暫くして、タキシードとドレスシャツを持って帰ってきたサラの後ろには母さんもいた。
(うっ、マズイかもしれない...。)
「ク~オ~ン?タキシードってことはパーティかしらぁ?」
「まっ、まぁそんなもの...かな?」
視線を合わせずに答えるが、そんなことはお構いなしに続ける。
「明後日なら、私もヒマなのよね。
久しぶりに愛する息子とイチャイチャ、ラブラブしたいわぁ?
せっかくいい男になったんだから自慢したいしぃ!」
(イチャイチャ、ラブラブって...。いい歳して何言ってんですか?
母さんはいつも父さんとイチャイチャしてるじゃないですか!
それにアナタがパーティに行ったら大騒ぎになるでしょうが!!)
「えっと...。
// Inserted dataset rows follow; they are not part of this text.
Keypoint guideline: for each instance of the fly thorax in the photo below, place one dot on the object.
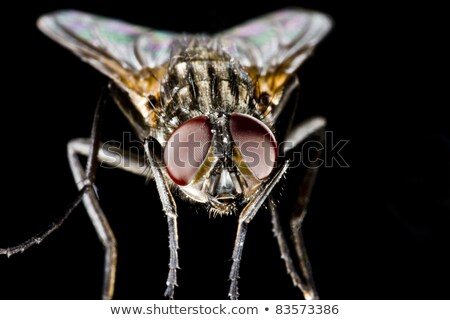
(202, 81)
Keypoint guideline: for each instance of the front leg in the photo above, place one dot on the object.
(170, 209)
(313, 127)
(247, 214)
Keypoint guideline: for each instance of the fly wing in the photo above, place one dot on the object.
(276, 42)
(272, 47)
(121, 51)
(134, 57)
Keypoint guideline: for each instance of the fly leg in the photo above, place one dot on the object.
(170, 209)
(312, 127)
(245, 217)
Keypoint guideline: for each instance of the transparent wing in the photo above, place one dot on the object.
(277, 42)
(117, 49)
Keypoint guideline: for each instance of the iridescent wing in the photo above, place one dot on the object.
(133, 56)
(120, 50)
(273, 46)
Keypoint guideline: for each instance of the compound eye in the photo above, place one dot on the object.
(255, 142)
(187, 148)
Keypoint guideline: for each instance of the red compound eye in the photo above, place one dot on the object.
(187, 148)
(256, 143)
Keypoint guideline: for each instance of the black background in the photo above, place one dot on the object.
(377, 230)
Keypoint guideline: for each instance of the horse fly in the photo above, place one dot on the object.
(210, 103)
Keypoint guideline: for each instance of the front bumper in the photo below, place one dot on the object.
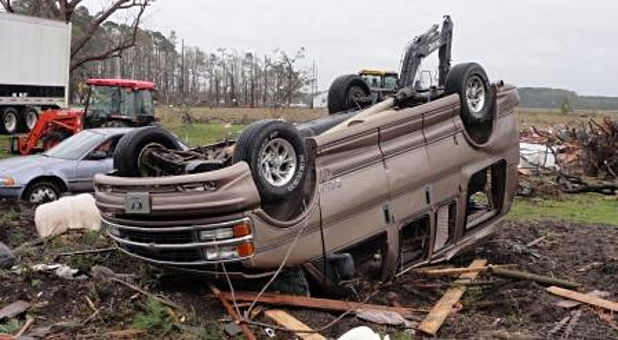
(185, 212)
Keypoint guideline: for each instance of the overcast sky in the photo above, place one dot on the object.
(556, 43)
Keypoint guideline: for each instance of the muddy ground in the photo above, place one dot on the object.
(503, 308)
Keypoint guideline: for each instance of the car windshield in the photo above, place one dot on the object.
(76, 146)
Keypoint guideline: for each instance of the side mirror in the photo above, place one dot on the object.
(97, 155)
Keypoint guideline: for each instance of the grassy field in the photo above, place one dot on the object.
(219, 123)
(579, 208)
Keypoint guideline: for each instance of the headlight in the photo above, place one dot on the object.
(241, 229)
(7, 182)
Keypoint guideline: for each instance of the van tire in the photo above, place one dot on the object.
(276, 156)
(344, 91)
(476, 105)
(130, 147)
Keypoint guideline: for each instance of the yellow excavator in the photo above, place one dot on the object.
(355, 91)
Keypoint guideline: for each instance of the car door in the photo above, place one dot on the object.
(353, 187)
(94, 163)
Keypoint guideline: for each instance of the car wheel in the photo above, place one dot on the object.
(470, 82)
(276, 156)
(42, 192)
(130, 153)
(29, 119)
(10, 120)
(346, 92)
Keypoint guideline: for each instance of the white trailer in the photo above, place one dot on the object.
(34, 69)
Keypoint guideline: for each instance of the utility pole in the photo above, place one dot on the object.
(182, 69)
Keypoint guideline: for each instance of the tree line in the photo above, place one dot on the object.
(102, 48)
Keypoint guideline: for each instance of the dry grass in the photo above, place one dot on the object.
(544, 118)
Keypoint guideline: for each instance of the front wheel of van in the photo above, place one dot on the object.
(276, 156)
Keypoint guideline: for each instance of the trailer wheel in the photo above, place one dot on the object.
(28, 119)
(130, 155)
(10, 120)
(345, 93)
(470, 82)
(276, 155)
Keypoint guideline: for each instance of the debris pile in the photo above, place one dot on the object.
(578, 159)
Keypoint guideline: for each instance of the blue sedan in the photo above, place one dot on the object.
(68, 167)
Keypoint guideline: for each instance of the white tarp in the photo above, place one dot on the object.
(532, 156)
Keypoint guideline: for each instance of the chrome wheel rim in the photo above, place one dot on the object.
(475, 94)
(277, 162)
(43, 194)
(10, 121)
(31, 119)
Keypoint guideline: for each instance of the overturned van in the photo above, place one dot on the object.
(414, 179)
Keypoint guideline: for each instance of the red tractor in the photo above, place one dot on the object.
(110, 103)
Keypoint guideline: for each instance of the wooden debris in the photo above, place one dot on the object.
(569, 304)
(232, 312)
(14, 309)
(530, 244)
(455, 271)
(131, 333)
(545, 280)
(443, 308)
(590, 266)
(577, 296)
(140, 290)
(569, 329)
(316, 303)
(288, 321)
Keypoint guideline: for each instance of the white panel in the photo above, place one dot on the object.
(33, 51)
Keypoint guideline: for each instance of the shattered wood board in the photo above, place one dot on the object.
(569, 304)
(288, 321)
(443, 308)
(14, 309)
(577, 296)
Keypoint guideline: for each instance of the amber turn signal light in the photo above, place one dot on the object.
(242, 229)
(245, 249)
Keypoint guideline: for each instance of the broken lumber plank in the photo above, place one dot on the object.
(570, 304)
(232, 312)
(14, 309)
(316, 303)
(455, 271)
(443, 308)
(587, 299)
(545, 280)
(288, 321)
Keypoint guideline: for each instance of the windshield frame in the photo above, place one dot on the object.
(97, 139)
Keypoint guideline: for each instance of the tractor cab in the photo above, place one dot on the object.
(380, 81)
(119, 103)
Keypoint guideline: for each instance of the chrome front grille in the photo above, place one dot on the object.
(177, 245)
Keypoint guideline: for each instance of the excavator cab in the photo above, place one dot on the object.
(119, 103)
(379, 80)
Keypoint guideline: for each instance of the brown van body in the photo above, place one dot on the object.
(372, 179)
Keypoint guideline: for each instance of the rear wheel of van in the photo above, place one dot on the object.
(9, 122)
(276, 156)
(470, 82)
(348, 92)
(130, 155)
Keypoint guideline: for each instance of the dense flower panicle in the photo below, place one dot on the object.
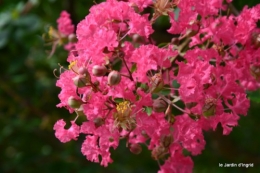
(66, 135)
(126, 86)
(65, 25)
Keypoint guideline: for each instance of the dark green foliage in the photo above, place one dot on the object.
(28, 99)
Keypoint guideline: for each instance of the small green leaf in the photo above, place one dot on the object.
(254, 96)
(118, 100)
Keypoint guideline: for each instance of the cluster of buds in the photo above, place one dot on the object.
(164, 97)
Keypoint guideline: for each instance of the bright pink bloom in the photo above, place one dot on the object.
(66, 135)
(177, 163)
(65, 25)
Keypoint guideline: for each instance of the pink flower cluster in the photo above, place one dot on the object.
(126, 86)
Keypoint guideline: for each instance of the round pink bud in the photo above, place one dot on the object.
(83, 71)
(166, 140)
(99, 70)
(72, 38)
(80, 81)
(114, 78)
(74, 102)
(135, 148)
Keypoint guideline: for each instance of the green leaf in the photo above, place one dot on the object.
(254, 96)
(148, 110)
(166, 90)
(118, 100)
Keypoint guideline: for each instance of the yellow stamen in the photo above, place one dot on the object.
(72, 64)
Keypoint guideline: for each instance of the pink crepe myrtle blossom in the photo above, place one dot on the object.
(126, 86)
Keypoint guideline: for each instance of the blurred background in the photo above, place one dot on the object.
(28, 98)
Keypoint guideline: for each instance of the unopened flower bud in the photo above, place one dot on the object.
(135, 148)
(166, 140)
(114, 78)
(99, 70)
(74, 103)
(72, 38)
(159, 152)
(80, 81)
(209, 109)
(256, 38)
(83, 71)
(159, 105)
(98, 121)
(255, 71)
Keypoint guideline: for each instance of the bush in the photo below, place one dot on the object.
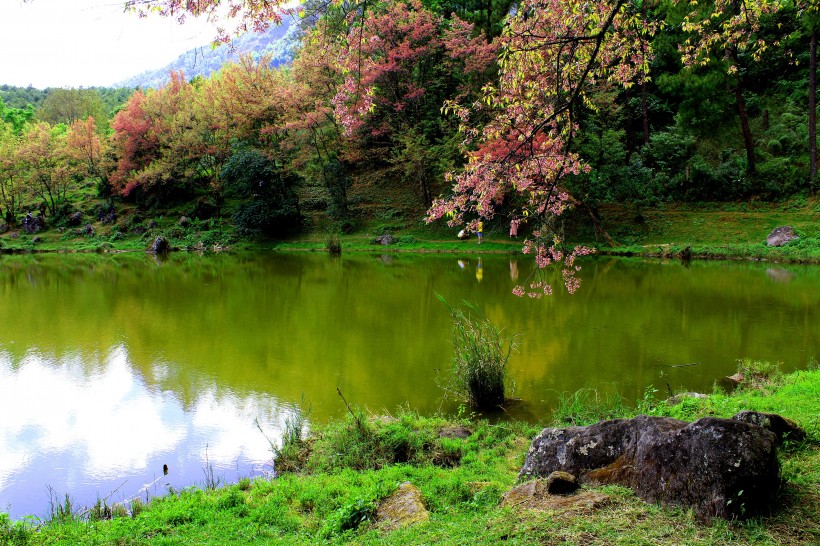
(479, 370)
(270, 205)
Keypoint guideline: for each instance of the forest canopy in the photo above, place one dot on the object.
(473, 111)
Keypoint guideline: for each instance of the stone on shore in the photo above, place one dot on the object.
(717, 467)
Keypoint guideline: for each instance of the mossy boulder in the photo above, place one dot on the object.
(717, 467)
(404, 507)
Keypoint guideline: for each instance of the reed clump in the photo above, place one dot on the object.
(480, 355)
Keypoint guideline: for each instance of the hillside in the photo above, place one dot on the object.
(277, 41)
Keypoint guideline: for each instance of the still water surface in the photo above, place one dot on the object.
(113, 366)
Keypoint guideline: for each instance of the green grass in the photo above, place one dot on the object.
(709, 230)
(356, 462)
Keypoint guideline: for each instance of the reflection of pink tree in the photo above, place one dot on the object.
(553, 53)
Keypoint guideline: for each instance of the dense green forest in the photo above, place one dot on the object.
(403, 103)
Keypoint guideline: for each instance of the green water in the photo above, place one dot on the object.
(113, 365)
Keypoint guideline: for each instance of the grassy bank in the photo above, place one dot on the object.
(722, 231)
(344, 469)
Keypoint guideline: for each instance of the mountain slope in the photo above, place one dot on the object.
(278, 42)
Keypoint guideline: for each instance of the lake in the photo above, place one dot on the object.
(112, 366)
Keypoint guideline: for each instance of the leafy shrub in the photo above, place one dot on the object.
(270, 205)
(13, 533)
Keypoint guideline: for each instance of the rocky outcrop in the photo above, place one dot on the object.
(33, 224)
(404, 507)
(160, 246)
(718, 467)
(534, 495)
(781, 235)
(785, 429)
(561, 483)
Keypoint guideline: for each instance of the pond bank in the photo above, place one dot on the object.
(704, 231)
(350, 465)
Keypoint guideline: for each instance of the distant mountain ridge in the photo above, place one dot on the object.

それは...。ちょっと...。」
「久遠は嫌なの?こんな年寄りのパートナーなんて嫌?
あぁ、息子に嫌われてどうやって生きていけばいいの?
私の寿命はあと...。」
「わかりました!わかりましたからっ...。」
こうなったジュリには誰も敵わない。
諦めて事情を説明すると、「私の娘を馬鹿にしてくれたわね!」と
怒りをあらわにし、明後日はここに連れていらっしゃいと言ってくれた。
ドレスも用意するわと言われ、自分で見立てるつもりだった久遠は
少しがっかりしたが、最高のメイクアップアーティストとスタイリストを手に入れられたので良しとすることにした。